Undergraduate level notes
Biochemical Mechanisms in
Plants
 Variations on C3 photosynthesis in which the drawing
down of CO2 is not directly performed by RuBisCO
 Carbon is initially “fixed” as a C4 acid by
phosphoenolpyruvate carboxylase (PEPC), which is
delivered to RuBisCO and converted back to CO2, before
being fixed as C3 compounds via the CBB cycle.
 Two main variants: C4 and CAM (some variants are
also found in aquatic plants).
C4 and CAM - overview
 C4 photosynthesis is a spatial separation of the
drawing down of CO2 and its actual fixation by
RuBisCO.
 This spatial separation is facilitated by Kranz anatomy.
 CAM is a temporal separation of the two processes,
facilitated in higher plants by a specific, phased pattern
of stomatal opening and closing.
Biophysical Mechanisms
 Variants in algae (eukaryotic) and in cyanobacteria
(prokaryotic).
 Less well characterised than biochemical CCMs in
higher plants.
 In algae, the main CCM component is the pyrenoid and
in cyanobacteria, it is the carboxysome.
The Pyrenoid and Carboxysome
 Pyrenoid in algae is where most of the RuBisCO in the
chloroplast is found, but is not membrane-bound.
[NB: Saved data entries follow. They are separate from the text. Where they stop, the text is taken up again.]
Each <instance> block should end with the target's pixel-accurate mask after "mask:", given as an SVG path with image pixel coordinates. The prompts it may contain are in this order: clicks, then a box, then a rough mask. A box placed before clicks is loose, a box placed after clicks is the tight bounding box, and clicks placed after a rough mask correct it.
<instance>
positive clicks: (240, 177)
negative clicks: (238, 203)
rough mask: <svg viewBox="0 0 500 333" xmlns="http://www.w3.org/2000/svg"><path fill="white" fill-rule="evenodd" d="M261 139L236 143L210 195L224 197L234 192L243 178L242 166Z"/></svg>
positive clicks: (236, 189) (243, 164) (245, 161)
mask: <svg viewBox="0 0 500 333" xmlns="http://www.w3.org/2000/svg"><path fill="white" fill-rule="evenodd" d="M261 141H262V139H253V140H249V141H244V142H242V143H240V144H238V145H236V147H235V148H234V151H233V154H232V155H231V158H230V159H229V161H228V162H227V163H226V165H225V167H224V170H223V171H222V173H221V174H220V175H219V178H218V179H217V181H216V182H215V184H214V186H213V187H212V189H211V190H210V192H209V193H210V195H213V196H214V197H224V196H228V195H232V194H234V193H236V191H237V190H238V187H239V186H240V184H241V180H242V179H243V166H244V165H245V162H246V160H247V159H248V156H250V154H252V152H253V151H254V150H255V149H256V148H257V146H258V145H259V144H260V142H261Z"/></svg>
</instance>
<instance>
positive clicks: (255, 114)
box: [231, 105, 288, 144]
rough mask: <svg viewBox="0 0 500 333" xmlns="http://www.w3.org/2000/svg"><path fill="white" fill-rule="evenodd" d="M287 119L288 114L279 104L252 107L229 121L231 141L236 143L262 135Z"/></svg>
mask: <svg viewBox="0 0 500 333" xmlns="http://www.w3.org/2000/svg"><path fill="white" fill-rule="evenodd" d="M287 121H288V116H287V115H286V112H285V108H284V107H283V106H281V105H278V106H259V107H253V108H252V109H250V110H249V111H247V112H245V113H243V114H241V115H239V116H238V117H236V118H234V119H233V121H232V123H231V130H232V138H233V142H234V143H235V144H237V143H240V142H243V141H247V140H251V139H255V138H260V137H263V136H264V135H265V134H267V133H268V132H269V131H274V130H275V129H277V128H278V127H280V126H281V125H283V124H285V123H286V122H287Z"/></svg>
 Pyrenoid is part of a CCM comprising a series of
bicarbonate (HCO3-) pumps and carbonic anhydrases
(to interconvert HCO3- and CO2).
 Carboxysome is a more clearly defined
microcompartment of cyanobacterial cells and has a
protein shell; bicarbonate ions are also delivered by
active transport.
Summary
 Biochemical vs biophysical mechanisms
 Biochemical: C4 and CAM (higher plants and some
algae); Biophysical: pyrenoid (algae) and carboxysome
(cyanobacteria).
 Biochemical CCMs separate CO2 drawdown and
fixation; biophysical CCMs actively concentrate CO2
around RuBisCO by transporting HCO3-.